Though born in London, Jhumpa Lahiri, the daughter of Indian immigrants, moved to Rhode Island when she was three. She studied English Literature at Barnard College, and subsequently earned masters degrees in English, Comparative Literature, and Creative Writing, as well as a Ph.D. in Renaissance Studies, from Boston University. Lahiri taught creative writing at both Boston University and The Rhode Island School of Design.

Jhumpa Lariri's Writing:
  Jhumpa Lahiri won the 2000 Pulitzer Prize for fiction and the PEN/Hemingway Award for Interpreter of Maladies, a 1999 collection of short stories she wrote while at Boston University.
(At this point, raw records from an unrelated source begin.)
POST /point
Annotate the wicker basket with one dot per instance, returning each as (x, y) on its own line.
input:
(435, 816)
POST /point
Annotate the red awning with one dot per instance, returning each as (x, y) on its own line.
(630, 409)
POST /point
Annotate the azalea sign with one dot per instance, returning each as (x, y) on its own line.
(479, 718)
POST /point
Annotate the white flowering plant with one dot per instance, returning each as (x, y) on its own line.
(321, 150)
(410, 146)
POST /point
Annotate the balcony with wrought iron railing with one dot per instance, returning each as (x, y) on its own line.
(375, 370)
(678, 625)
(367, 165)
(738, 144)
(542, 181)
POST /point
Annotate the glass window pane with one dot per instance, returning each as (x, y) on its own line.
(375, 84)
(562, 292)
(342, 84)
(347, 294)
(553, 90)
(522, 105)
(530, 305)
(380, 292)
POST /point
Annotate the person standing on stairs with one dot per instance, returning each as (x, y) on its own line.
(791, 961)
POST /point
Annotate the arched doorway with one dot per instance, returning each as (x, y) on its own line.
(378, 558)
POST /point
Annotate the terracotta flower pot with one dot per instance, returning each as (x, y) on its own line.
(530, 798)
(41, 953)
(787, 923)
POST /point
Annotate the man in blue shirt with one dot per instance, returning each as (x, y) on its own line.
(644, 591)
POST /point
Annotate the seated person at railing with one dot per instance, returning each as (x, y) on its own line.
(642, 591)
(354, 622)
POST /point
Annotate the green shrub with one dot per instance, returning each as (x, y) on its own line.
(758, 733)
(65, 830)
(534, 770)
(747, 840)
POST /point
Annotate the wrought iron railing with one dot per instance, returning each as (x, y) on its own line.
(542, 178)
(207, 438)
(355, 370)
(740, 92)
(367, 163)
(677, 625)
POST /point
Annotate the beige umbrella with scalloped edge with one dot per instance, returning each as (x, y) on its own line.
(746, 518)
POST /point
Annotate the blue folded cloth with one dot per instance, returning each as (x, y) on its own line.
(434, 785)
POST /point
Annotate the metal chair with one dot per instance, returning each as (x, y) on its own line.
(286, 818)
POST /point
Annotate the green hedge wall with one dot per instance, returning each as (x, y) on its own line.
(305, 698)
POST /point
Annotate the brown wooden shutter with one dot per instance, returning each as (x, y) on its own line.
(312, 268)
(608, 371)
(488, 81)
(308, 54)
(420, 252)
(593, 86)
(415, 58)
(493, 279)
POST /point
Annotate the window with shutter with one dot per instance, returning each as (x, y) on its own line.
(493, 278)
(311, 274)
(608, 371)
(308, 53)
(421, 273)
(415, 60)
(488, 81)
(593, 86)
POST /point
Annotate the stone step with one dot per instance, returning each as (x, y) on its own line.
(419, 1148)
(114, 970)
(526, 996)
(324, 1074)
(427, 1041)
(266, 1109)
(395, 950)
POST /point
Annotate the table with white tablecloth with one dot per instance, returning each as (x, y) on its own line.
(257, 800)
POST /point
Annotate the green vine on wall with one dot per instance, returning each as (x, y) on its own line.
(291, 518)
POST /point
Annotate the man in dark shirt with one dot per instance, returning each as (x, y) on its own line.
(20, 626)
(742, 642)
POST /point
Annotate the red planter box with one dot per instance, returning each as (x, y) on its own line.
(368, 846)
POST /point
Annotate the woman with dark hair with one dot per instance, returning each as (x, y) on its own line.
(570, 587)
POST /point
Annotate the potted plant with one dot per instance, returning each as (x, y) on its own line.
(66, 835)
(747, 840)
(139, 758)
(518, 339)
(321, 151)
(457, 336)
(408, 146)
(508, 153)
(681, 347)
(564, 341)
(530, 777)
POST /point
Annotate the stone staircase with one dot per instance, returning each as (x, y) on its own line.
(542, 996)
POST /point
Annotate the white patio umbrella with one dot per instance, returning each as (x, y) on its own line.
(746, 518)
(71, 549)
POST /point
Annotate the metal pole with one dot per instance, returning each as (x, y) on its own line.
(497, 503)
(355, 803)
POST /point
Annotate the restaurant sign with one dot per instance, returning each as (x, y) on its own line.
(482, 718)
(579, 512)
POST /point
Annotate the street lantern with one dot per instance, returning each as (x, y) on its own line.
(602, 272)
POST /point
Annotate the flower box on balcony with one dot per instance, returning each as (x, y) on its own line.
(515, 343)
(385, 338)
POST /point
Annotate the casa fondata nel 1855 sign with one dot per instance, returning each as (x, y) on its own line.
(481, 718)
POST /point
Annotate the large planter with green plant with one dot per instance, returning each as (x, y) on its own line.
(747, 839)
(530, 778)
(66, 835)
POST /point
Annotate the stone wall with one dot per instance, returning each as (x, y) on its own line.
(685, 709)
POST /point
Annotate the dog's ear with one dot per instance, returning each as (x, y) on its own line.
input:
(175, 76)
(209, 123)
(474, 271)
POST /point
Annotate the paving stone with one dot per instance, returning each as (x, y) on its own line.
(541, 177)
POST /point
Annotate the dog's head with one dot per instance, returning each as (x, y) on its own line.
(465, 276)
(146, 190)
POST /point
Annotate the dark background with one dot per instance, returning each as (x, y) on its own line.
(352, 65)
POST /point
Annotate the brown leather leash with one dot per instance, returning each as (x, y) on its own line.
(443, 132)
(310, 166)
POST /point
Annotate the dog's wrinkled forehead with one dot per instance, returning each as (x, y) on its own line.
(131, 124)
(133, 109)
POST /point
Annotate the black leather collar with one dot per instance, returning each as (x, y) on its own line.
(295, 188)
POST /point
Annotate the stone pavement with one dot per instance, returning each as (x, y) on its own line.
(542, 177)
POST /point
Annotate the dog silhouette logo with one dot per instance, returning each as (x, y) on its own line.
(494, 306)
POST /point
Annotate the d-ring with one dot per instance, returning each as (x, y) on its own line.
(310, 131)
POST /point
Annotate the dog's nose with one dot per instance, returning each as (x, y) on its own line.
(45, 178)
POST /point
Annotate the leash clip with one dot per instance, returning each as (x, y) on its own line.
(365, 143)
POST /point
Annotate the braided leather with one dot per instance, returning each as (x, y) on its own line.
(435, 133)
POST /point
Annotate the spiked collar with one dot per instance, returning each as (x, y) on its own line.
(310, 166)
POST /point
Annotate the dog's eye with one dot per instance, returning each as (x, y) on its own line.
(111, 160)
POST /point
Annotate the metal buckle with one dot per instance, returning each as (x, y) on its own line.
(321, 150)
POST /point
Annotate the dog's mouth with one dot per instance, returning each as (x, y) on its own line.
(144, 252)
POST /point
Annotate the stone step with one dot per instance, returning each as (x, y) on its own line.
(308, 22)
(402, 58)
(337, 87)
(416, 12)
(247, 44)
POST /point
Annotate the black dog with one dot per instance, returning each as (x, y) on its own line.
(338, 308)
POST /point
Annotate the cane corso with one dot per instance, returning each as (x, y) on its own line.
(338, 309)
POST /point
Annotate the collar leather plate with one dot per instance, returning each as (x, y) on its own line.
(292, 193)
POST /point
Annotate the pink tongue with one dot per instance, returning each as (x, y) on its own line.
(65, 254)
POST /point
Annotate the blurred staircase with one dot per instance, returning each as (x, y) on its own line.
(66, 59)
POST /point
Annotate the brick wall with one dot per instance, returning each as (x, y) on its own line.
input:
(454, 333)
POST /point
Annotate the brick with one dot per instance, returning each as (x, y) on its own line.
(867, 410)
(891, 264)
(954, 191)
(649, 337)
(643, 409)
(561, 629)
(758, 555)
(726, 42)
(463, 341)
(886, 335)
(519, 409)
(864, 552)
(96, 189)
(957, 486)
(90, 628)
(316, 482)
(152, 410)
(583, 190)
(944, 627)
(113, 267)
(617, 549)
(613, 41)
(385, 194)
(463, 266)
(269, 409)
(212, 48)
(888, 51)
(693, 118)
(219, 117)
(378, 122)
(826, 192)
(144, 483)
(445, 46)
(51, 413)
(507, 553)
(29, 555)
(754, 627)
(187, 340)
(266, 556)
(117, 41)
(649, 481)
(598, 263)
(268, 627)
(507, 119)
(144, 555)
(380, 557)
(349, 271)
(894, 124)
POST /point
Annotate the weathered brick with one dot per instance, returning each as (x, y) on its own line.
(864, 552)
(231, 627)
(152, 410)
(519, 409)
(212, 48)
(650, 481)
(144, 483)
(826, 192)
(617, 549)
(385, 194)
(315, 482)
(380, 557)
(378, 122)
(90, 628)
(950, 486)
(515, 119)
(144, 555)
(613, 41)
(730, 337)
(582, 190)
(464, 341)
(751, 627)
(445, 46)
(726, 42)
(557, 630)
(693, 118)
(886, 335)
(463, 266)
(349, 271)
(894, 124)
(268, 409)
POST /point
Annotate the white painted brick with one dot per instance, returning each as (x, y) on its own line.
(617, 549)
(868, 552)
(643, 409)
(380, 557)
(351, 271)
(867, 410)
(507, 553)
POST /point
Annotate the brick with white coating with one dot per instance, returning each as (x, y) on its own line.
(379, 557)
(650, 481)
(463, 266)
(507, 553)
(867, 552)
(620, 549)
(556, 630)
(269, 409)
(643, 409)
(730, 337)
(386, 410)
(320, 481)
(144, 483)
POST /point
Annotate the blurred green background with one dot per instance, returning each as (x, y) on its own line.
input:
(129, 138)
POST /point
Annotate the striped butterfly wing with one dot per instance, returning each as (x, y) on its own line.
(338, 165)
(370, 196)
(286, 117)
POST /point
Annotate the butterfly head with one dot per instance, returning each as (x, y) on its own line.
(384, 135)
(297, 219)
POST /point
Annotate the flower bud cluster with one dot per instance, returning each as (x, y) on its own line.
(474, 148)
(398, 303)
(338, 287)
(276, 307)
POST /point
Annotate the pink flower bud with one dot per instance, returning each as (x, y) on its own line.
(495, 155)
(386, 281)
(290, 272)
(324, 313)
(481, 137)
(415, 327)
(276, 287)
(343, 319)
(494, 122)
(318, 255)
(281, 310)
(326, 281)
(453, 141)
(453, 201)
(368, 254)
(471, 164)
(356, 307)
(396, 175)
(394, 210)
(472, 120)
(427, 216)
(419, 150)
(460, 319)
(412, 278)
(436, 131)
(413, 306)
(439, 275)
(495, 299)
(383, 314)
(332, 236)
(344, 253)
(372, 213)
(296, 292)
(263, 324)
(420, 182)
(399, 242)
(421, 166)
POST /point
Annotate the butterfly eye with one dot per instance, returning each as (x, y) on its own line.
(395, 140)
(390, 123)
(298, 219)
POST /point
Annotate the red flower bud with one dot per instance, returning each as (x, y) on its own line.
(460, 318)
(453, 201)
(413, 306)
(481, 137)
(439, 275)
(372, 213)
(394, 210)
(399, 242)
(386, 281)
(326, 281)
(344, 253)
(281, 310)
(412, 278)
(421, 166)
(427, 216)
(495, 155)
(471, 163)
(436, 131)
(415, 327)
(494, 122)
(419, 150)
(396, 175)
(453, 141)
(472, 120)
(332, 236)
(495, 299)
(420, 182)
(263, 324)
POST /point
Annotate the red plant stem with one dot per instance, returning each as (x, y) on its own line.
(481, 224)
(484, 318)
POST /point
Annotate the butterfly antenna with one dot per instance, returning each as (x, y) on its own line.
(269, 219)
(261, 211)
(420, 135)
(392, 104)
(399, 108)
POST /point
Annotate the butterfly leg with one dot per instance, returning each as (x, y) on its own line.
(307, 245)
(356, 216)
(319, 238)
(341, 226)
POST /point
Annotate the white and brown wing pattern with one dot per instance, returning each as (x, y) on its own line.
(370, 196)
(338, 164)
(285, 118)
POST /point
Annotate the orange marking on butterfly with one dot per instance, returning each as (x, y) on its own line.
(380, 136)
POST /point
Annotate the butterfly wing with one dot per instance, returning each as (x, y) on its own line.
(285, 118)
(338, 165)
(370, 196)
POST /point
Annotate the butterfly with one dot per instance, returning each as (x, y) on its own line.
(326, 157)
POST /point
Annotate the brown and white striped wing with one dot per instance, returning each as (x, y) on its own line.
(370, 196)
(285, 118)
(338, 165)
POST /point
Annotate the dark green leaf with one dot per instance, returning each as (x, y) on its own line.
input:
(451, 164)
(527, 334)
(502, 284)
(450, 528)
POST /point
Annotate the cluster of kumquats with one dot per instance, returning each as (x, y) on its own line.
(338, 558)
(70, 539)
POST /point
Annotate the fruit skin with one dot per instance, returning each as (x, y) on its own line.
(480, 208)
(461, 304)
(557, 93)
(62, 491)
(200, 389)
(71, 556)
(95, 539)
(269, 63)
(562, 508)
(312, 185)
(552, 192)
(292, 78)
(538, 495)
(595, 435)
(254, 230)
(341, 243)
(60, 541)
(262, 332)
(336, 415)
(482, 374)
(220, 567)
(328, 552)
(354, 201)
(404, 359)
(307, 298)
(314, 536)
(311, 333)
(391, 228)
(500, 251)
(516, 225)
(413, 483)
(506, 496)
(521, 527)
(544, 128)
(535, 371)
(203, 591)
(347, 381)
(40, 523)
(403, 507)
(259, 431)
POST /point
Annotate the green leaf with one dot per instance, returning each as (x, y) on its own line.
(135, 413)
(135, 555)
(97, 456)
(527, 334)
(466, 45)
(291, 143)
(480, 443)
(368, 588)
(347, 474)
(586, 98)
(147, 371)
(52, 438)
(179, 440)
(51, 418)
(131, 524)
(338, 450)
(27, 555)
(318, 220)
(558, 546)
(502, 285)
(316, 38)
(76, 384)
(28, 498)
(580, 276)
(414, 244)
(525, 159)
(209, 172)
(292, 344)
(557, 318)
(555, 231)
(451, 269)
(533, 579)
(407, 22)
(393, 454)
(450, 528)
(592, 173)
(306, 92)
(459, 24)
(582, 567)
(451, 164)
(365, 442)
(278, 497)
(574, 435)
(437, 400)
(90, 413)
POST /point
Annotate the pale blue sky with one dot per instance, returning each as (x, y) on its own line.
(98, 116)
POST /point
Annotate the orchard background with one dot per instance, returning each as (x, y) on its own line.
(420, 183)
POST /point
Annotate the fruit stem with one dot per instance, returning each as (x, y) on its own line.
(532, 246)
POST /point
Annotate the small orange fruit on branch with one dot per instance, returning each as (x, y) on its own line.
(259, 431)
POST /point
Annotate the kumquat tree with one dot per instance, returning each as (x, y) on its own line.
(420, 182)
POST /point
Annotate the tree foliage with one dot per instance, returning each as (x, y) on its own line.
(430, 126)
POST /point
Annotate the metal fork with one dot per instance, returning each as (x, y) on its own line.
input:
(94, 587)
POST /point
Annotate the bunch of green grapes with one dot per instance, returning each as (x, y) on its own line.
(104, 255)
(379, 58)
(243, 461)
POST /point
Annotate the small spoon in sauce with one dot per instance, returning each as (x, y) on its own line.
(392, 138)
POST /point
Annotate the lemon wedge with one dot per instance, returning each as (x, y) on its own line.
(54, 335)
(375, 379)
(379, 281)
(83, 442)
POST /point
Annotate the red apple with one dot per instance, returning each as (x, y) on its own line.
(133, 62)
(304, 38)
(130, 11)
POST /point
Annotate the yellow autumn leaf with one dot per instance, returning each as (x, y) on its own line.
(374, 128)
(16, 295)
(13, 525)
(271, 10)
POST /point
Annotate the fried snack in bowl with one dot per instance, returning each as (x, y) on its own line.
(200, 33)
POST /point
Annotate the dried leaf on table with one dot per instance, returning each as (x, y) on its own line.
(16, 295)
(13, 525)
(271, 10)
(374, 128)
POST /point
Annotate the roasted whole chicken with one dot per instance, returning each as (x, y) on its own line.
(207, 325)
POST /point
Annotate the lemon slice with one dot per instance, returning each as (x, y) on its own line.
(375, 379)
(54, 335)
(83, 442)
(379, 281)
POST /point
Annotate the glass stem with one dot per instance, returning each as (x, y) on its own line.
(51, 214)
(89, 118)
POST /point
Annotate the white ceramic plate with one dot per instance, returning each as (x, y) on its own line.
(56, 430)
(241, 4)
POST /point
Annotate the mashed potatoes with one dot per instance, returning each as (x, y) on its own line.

In 2003, she followed up with a novel, The Namesake, tracing the lives of a Bengali family who has emigrated to the United States. In her most recent book, Unaccustomed Earth, Lahiri returned to the short form in stories that followed the movements of people, who like her previous characters, were similarly uprooted.

Unaccustomed Earth takes its title from a Nathaniel Hawthorne quotation referring to the new soil in which children of immigrants sink their roots, and it very much describes the struggles of Lahiri's second generation American characters. Like in her earlier works, Lahiri also addresses themes of family, love, and loss, as well as the alienation inherent in the Indian-American immigrant experience.